Darling v. Charleston Community Memorial Hospital
Landmark case that established that hospital accreditation standards (like those from The Joint Commission) and medical staff bylaws are admissible as evidence of the standard of care in negligence cases.
Perin v. Hayne
Case illustrating the distinction between battery and negligence theories in medical consent cases. The court held that battery only applies when a doctor performs an operation to which the patient has not consented, while undisclosed risks with resulting complications should be pleaded as negligence.
Landeros v. Flood
Case establishing that a physician’s failure to diagnose and report suspected child abuse as required by law constitutes negligence per se, allowing the injured child to bring suit against the doctor who returned them to an abusive environment.
Ybarra v. Spangard
Influential California case that expanded the application of res ipsa loquitur to situations with multiple potential defendants. Held that when a patient suffers unusual injuries while unconscious during medical treatment, all providers who had control over the patient may be required to explain their conduct.

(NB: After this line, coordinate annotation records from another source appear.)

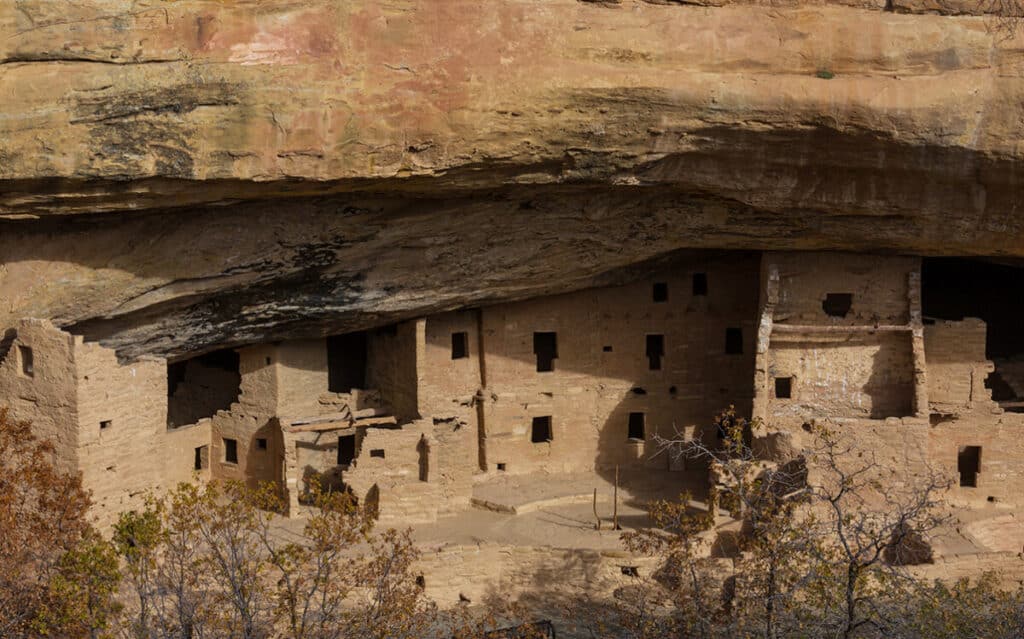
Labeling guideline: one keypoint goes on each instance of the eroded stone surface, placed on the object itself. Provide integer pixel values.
(381, 162)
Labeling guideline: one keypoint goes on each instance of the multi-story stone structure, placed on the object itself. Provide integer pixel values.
(410, 416)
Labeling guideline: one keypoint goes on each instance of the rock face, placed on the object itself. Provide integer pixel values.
(177, 176)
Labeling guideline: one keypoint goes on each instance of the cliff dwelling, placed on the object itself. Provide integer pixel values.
(506, 275)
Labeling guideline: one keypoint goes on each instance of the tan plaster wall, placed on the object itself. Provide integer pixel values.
(956, 364)
(446, 385)
(879, 285)
(202, 392)
(840, 374)
(302, 377)
(867, 375)
(589, 394)
(123, 461)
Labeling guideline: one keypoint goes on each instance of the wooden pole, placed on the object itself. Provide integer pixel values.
(614, 507)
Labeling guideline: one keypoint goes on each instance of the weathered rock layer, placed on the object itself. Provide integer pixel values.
(179, 175)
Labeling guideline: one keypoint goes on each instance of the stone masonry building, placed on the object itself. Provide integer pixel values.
(410, 416)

McDermott v. Manhattan Eye, Ear and Throat Hospital
Case establishing that a plaintiff in a malpractice case may call the defendant physician as an expert witness to establish the standard of care and deviation from that standard.
Cobbs v. Grant
Landmark case distinguishing between battery and negligence in medical consent cases. Established that performing a substantially different procedure than consented to constitutes battery, while failure to disclose risks is negligence.
Byrne v. Boadle
English case from the 1860s that established the doctrine of res ipsa loquitur. A barrel of flour fell from a warehouse onto a pedestrian, and the court found the defendant liable without proof of specific negligence because such accidents don’t ordinarily happen without negligence.
Locality Rule
A principle that historically measured a physician’s standard of care only against other physicians practicing in the same or similar geographical area. Most jurisdictions have abandoned or broadened this rule in favor of a national standard due to advances in communication, standardized education, and technology.
Never Events
Serious, preventable adverse events that should never occur in healthcare settings, such as surgery on the wrong body part, retained surgical items, or patient falls resulting in serious injury. These events often establish negligence without requiring expert testimony.
Discovery Rule
A principle that the statute of limitations in medical malpractice cases begins to run when the patient discovers or reasonably should have discovered the injury and its cause, rather than when the negligent act occurred.
Structured Settlement
A financial arrangement that compensates a plaintiff through periodic payments rather than a lump sum. Often used in medical malpractice cases involving long-term care needs or when the plaintiff is a minor.